Sürü içgüdüsü neden kötüdür?

Sürü içgüdüsü, diğer içgüdülerle (kendini koruma ve üreme) insanın doğasında var. Ve doğa ile kastedilen şey zor, uygunsuz ve tartışılması aptalca. Ama bir "ama" var! Kendini koruma ve üreme içgüdüsü, insanlığın en azından gezegende yaşamı korumasına ve mükemmel bir şekilde üremesine yardımcı oluyorsa, o zaman sürü içgüdüsü söz konusu olduğunda belirsiz bir tablo ortaya çıkar. Bir yandan hepimiz genel kabul görmüş kurallara göre yaşıyoruz, bu sayede ahlak ve ahlak hakkında bir fikrimiz var. Bu durumda, sosyal normlar dünyanın kaosa ve anarşiye kaymasına izin vermez. Ama madalyonun bir de diğer yüzü var...

Basit bir örneğe bakalım.Önümüzde ortalama bir genç adam var. Hoş, nazik, zeki, arkadaş canlısı. Şefkatli baba ve sevgi dolu koca. Olumlu imajını tamamlamak için insancıl bir mesleğe ait olduğunu ekleyelim. Diyelim ki bir ambulansta sağlık görevlisi olarak çalışıyor - insan hayatını kurtarıyor. Genel olarak, zarar verme yeteneğine sahip olmayan tamamen olumlu bir karakter. Kahramanımızın bir tutkusu var - futbol! Ve şimdi maçta otururken, favori takımının utanç verici kaybına, kazanan takımın taraftarlarının zevkine ve zevkine tanık oluyor. Görünüşe göre sorun yok - oyun oyundur. Ama sonra ev sahibi takımın kaybıyla en "aşağılanmış ve hakarete uğramış" olanlar ayağa kalkar ve kazanan kulübün taraftarlarıyla kavga etmeye başlar. Kahramanımızın kafasına bir şey “tıklar” ve anlamadığı nedenlerle kavgaya katılır. Sonuç biliniyor - OMON gelir ve kavgacılara coplar ve makineli tüfek dipçikleriyle muamele ettikten sonra onları çeltik vagonlarına paketler. Özel bir aracın soğuk zemininde yatan ve ayık düşünme yeteneği kazanan kahramanımız kendine bir soru sorar: neden ?! Neden bu kavgaya girdi? Sonuçta, saldırganlık hiçbir şekilde onun özelliği değildir, insanları sakat bırakmaz, aksine onları kurtarır! Cevap basit: eleştirel düşünmeyi - durumu analiz etme ve olası sonuçları formüle etme yeteneği - kapattı. Sürü içgüdüsü sağduyuyu tamamen gölgede bıraktı. Herkes kavga etti ve bu yüzden yapmalı! Ve eğer giderse çocuklar anlamayacaktı! O anda kendisi değildi - herkes gibiydi ...

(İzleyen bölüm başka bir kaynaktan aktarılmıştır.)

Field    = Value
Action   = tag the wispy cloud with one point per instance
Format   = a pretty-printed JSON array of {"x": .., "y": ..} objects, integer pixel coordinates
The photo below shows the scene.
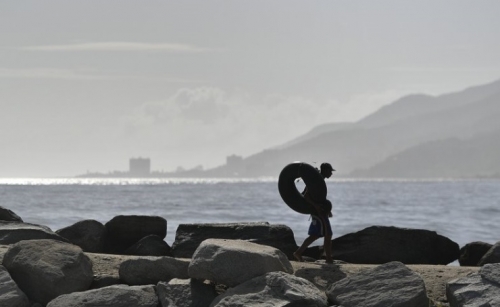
[
  {"x": 78, "y": 74},
  {"x": 119, "y": 46}
]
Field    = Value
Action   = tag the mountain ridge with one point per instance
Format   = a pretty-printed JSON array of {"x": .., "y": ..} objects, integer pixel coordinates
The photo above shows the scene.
[{"x": 399, "y": 126}]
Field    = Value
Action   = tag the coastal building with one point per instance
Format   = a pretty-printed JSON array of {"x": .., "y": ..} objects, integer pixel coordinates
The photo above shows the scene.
[{"x": 140, "y": 167}]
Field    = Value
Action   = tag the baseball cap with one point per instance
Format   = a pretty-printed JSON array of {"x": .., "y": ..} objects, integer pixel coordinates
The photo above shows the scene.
[{"x": 327, "y": 167}]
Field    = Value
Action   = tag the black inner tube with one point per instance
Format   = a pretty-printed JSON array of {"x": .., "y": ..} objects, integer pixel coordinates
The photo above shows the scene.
[{"x": 313, "y": 180}]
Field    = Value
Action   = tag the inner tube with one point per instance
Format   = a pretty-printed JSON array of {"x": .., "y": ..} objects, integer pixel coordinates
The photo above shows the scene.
[{"x": 315, "y": 184}]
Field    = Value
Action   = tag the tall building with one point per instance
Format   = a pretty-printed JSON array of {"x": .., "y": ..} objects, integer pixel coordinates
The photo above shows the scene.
[{"x": 140, "y": 166}]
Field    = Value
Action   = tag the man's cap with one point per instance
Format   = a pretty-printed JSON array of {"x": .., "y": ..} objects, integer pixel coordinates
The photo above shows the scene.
[{"x": 327, "y": 167}]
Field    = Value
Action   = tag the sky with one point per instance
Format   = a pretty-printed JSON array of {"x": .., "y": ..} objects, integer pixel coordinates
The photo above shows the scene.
[{"x": 86, "y": 85}]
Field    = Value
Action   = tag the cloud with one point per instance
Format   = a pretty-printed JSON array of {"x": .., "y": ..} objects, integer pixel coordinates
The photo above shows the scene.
[
  {"x": 50, "y": 73},
  {"x": 78, "y": 74},
  {"x": 120, "y": 46},
  {"x": 217, "y": 122}
]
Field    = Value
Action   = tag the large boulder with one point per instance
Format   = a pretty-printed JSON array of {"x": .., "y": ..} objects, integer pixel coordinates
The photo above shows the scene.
[
  {"x": 90, "y": 235},
  {"x": 45, "y": 269},
  {"x": 189, "y": 236},
  {"x": 112, "y": 296},
  {"x": 151, "y": 270},
  {"x": 382, "y": 244},
  {"x": 126, "y": 230},
  {"x": 9, "y": 215},
  {"x": 390, "y": 284},
  {"x": 478, "y": 289},
  {"x": 471, "y": 253},
  {"x": 185, "y": 293},
  {"x": 10, "y": 294},
  {"x": 151, "y": 245},
  {"x": 13, "y": 232},
  {"x": 491, "y": 256},
  {"x": 272, "y": 289},
  {"x": 231, "y": 262}
]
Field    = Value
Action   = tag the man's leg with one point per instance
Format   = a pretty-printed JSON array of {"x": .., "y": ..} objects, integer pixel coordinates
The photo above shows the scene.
[
  {"x": 298, "y": 254},
  {"x": 328, "y": 248}
]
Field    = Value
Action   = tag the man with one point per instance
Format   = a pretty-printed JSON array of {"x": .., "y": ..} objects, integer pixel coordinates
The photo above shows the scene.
[{"x": 320, "y": 224}]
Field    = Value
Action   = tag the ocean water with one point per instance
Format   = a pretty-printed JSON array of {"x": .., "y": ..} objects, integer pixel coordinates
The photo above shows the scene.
[{"x": 462, "y": 210}]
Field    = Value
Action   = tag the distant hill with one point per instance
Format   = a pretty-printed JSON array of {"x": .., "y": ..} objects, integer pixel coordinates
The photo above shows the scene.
[
  {"x": 396, "y": 128},
  {"x": 474, "y": 157}
]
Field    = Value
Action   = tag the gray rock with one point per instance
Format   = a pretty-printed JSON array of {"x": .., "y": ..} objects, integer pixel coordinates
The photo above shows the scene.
[
  {"x": 185, "y": 293},
  {"x": 479, "y": 289},
  {"x": 90, "y": 235},
  {"x": 151, "y": 270},
  {"x": 10, "y": 294},
  {"x": 112, "y": 296},
  {"x": 45, "y": 269},
  {"x": 13, "y": 232},
  {"x": 189, "y": 236},
  {"x": 491, "y": 256},
  {"x": 272, "y": 289},
  {"x": 231, "y": 262},
  {"x": 9, "y": 215},
  {"x": 151, "y": 245},
  {"x": 382, "y": 244},
  {"x": 471, "y": 253},
  {"x": 101, "y": 281},
  {"x": 390, "y": 284},
  {"x": 126, "y": 230}
]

Beyni "kapatmanın" ve çoğunluğu takip etmenin ne kadar tehlikeli ve yıkıcı olduğunu anlıyor musunuz? Tehlikeli - yaşam ve sağlık için ve yıkıcı - bir kişinin kişiliği için. Ve bu en "zararsız" örnekti. Ve kaç tane kanlı savaş, silahlı çatışma, terör saldırısı ve diğer trajediler, yalnızca insanlar sürü düşüncesiyle yönlendirildiği için meydana geldi? Manipülatörler (bunlara çoban da denir), gerçek bencil güdülerini eşitlik, vatanseverlik ve tanrıları hakkında güzel çağrışımsal konuşmaların arkasına saklayarak, kalabalığı "hareket ettirir" ve o, yüce bir fikre olan kör inancıyla soymaya, öldürmeye gider. , tecavüz!

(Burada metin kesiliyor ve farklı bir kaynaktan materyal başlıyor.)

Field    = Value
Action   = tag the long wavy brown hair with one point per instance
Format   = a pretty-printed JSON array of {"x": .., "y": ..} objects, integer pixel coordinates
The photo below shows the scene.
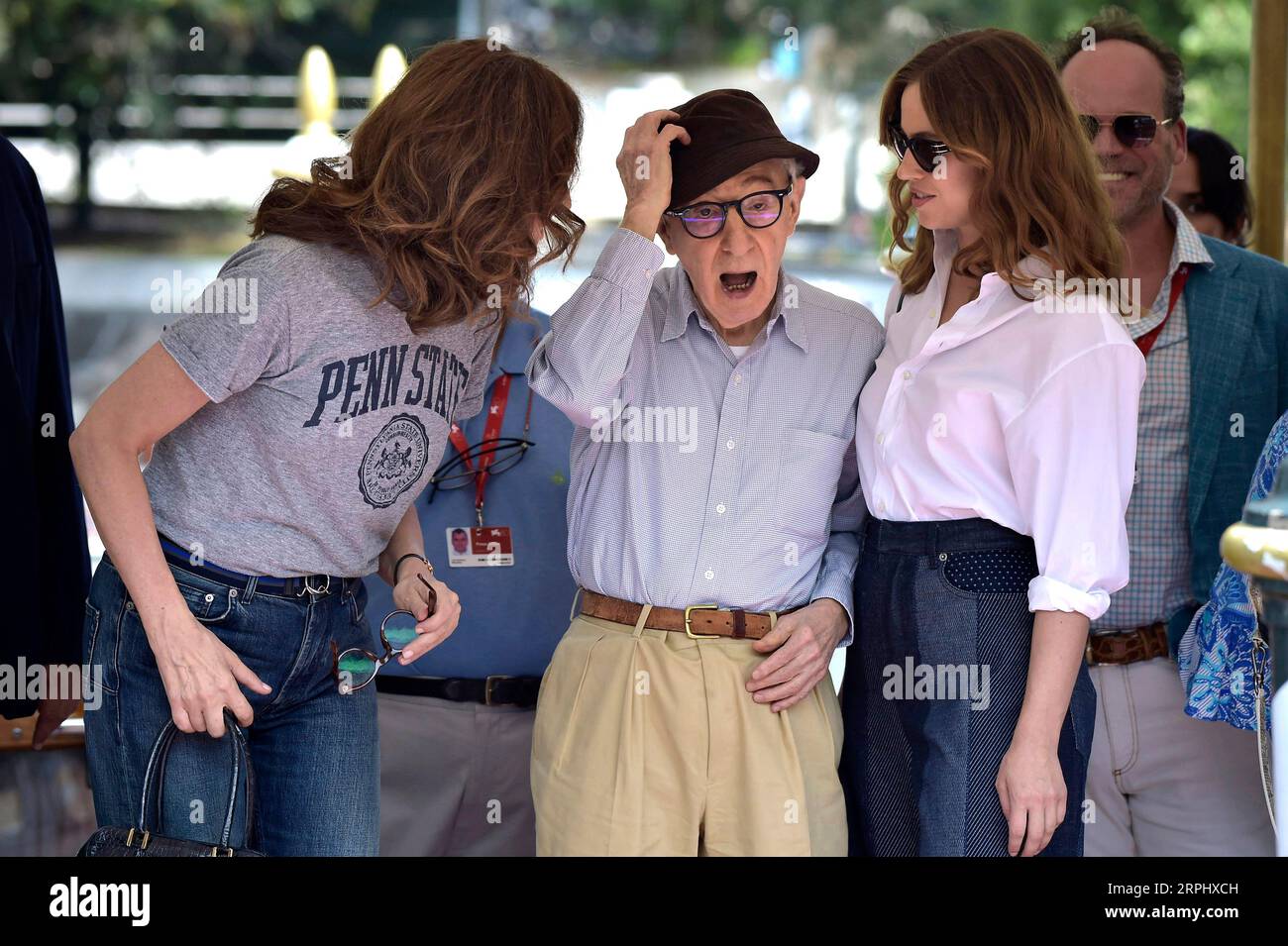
[
  {"x": 995, "y": 98},
  {"x": 443, "y": 181}
]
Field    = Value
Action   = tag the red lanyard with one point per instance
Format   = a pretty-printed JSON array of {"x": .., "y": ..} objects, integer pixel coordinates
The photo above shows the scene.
[
  {"x": 1146, "y": 341},
  {"x": 490, "y": 431}
]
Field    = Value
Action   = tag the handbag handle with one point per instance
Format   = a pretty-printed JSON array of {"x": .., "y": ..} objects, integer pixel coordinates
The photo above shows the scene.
[{"x": 154, "y": 778}]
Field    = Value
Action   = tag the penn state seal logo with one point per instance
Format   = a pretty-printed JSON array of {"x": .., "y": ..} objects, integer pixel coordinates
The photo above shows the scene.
[{"x": 394, "y": 461}]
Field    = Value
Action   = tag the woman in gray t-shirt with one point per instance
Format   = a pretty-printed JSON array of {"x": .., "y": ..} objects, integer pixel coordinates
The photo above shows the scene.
[{"x": 294, "y": 413}]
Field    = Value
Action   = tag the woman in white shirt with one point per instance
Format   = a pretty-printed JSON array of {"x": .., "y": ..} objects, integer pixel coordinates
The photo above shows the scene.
[{"x": 996, "y": 444}]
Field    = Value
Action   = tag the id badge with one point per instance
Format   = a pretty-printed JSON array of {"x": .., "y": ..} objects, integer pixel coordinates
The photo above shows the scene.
[{"x": 487, "y": 546}]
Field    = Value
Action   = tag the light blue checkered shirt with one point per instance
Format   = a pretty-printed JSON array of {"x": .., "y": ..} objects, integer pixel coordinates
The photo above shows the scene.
[
  {"x": 1158, "y": 532},
  {"x": 699, "y": 477}
]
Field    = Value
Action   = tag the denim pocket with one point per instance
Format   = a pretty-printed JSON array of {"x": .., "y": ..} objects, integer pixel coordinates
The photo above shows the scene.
[
  {"x": 988, "y": 572},
  {"x": 209, "y": 601},
  {"x": 93, "y": 656}
]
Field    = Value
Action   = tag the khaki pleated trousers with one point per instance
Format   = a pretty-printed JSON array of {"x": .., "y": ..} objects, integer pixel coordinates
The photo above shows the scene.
[{"x": 648, "y": 743}]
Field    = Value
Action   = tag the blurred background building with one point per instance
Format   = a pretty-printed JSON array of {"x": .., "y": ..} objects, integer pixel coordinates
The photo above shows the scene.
[{"x": 155, "y": 126}]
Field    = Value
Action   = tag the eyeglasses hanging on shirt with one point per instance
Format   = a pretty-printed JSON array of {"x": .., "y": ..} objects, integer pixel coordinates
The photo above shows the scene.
[{"x": 478, "y": 464}]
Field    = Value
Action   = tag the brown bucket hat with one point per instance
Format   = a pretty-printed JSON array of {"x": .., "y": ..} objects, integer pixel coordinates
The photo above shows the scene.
[{"x": 730, "y": 130}]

Her zaman kurallara karşı çıkan ve kendi fikirleri olan insanlar olmuştur. Toplum zaten bu tür damgalara ve etiketlere hazırlandı: "beyaz" kargalar, muhalifler, muhalifler, sapkınlar, isyancılar, sonradan görmeler ve baş belası. Bir etiket yapıştıran toplum, "adaleti" tesis etmek için önlemler alır: sessiz kınamadan toplu zulme, aşağılık bir kelimeyle - zulüm! Amaç: Farklı düşünen birini çürütmek, alçaltmak, itmek, daha iyi olmadığını açıkça belirtmek. Ve vakaların ezici çoğunluğunda, aynı fikirde olmayanlar ya parçalanır, kalabalığın bir parçası olur ya da kapanır ve uzaklaşır, çünkü kamuoyunun "yel değirmenleri" ile savaşmak nankör bir görevdir.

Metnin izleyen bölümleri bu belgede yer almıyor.